Eighteen years ago my mother's apartment was completely ruined by a flood. My sister shouldered the messy job of rehoming her, and dredging through her belongings to salvage what she could. We were on the other coast, loading up a truck with all of our earthly belongings to move east. I was pregnant with twins, and didn't know it.
The task was enormous, and yet it did have a solution. For the next few months Mom lived in a different complex until we could have an addition built on our home. Another huge task for which I did exactly nothing.
There were other calamities in our mother's life. Her mental illness for one. Yet unlike the influx of unwelcome water, there was no solution that we could find. Even if we wanted to, which we did, we could not rebuild her thinking.

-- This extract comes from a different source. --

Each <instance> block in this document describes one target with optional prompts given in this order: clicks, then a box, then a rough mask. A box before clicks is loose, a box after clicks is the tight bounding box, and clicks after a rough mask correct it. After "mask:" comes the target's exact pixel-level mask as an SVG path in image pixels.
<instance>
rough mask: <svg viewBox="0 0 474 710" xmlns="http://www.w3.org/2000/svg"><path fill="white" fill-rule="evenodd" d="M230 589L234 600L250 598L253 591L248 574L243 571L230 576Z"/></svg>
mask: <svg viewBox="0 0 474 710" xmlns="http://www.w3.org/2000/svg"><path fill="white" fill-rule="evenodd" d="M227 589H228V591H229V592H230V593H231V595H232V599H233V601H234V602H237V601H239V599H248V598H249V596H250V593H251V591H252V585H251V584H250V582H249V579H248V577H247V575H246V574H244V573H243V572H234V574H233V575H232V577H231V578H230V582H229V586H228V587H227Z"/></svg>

Our minds are capricious. As much as we might try to discipline them, force them to behave or retain, they follow their own whimsy. I recall the pivotal questions the doctor asked of my mother days before she died in November 0f 2006.
"Mrs. Soneson, who is the President?"
After a long pause she spoke. "Ford."
"What day is today?" he went on.
"October?" she answered tentatively.
"Marjorie, what is 20 minus 3?"
She looked worried. The question was clearly of great importance, and she struggled with the effort to please him. We waited a painfully long time, but she couldn't form the words. I felt the heaviness of my mother's sense of failure.
When people we love falter with mental illness, or dementia, it is overwhelming. Yet it is the unwelcome reality. We take steps into uncertainty, but even that effort requires courage.
When I was in college I had a course about God. There were three attributes we memorized describing His nature. I liked the alliteration of it. Omnipotence, omniscience, omnipresence.
The belief that God's awareness encompasses all those slippery details and outcomes and causes and resolutions is both staggering and comforting. Sort of like a rainbow after a flood.